MySpace Sees the Identity and Age Verification Light…

Today’s press release out of North Carolina Attorney General’s Office Roy Cooper is a big deal. Here’s the first paragraph:

In a victory for social networking safety, Attorney General Roy Cooper and 49 other attorneys general today announced that MySpace has agreed to significant steps to better protect children on its web site, including creating a task force to explore and develop age and identity verification technology.

It’s been a long 2 years in this education process and the fruits of our labors are finally coming to fruition. Given MySpace’s leadership position and popularity, gaining recognition and cooperation from them will only serve to help advance identity and age verification technologies growth in the market.

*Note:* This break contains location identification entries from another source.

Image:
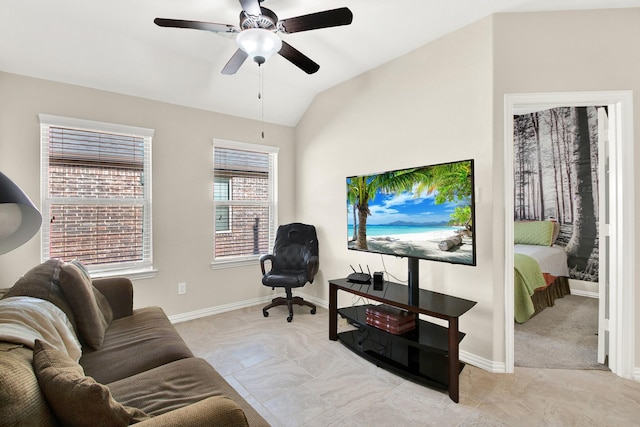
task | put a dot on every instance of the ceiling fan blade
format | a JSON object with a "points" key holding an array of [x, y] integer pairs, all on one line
{"points": [[297, 58], [235, 62], [252, 7], [196, 25], [314, 21]]}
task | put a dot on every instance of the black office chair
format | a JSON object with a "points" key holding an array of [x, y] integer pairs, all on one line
{"points": [[294, 262]]}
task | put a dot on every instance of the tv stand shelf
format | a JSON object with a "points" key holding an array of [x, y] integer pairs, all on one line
{"points": [[428, 355]]}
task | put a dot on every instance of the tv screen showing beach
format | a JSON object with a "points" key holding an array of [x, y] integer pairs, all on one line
{"points": [[423, 212]]}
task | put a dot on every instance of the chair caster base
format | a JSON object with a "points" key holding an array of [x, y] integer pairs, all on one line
{"points": [[289, 303]]}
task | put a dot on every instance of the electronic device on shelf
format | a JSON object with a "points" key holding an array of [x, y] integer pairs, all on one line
{"points": [[359, 277]]}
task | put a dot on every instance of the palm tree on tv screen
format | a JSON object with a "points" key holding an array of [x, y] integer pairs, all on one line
{"points": [[451, 182]]}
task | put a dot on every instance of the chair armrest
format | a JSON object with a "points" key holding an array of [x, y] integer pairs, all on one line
{"points": [[263, 260], [313, 265], [119, 293], [213, 411]]}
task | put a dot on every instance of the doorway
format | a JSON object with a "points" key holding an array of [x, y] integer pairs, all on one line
{"points": [[619, 305]]}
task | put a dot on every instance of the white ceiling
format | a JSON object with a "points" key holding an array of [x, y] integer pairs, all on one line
{"points": [[114, 45]]}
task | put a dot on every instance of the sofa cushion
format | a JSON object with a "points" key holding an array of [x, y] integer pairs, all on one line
{"points": [[43, 282], [135, 344], [81, 296], [77, 400], [184, 382], [22, 400]]}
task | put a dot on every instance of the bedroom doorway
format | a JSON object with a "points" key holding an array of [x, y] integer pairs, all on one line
{"points": [[618, 253]]}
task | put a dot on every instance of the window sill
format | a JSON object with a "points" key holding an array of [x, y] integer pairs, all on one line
{"points": [[244, 262], [132, 273]]}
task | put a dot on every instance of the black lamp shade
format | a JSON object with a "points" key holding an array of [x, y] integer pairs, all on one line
{"points": [[20, 220]]}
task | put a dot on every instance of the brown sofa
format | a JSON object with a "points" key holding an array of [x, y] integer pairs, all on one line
{"points": [[133, 366]]}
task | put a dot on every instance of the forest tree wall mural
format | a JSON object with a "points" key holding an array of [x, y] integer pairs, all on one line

Here are some words that are music to my ears:

MySpace acknowledged in the agreement the important role of age and identity verification technology in social networking safety and agreed to find and develop on-line identity authentication tools.

Obviously there is still a lot of work to do but I’m glad to see that we are all going to roll up our sleeves together and do what is best for our kids – find a way to help keep them safe online.


Filed under Age Verification, child safety, Identity verification, Internet Safety, MySpace, protecting kids online, Richard Blumenthal, sexual predators, social networking

The United States of Attorneys Generals

The Wall Street Journal reported yesterday that the Attorneys Generals of all 50 States have joined forces to pressure social networking sites to require greater parental controls and age verification tools so that minors can’t access the sites so easily.

Here’s what Blumenthal had to say:

“These sites say they want to cooperate, but they have resisted the concept of age or identity verification.”

While there are always several reasons companies resist change, one that really stands out to me as a probable explanation in this situation is the fear that something of value will be lost. Like members.

One of the biggest arguments social networks have claimed from the beginning about age verification ineffectiveness is how difficult it is to verify the age of a minor. Yes, there are challenges with this. But instead of clinging to this as an excuse not to act, why not focus on what can be done today. And that is age verify the adults.

Although Facebook has received some attention lately about a few predators getting on the site since opening up to the general public, they are most well known for their ability to separate users under 18 from those over. And ZoeysRoom seems to be doing a good job of verifying that its members are kids.

What I think we need to move away from is the notion that this problem is only an issue of age. Blumenthal had it right when he referred to it as “age or identity verification.”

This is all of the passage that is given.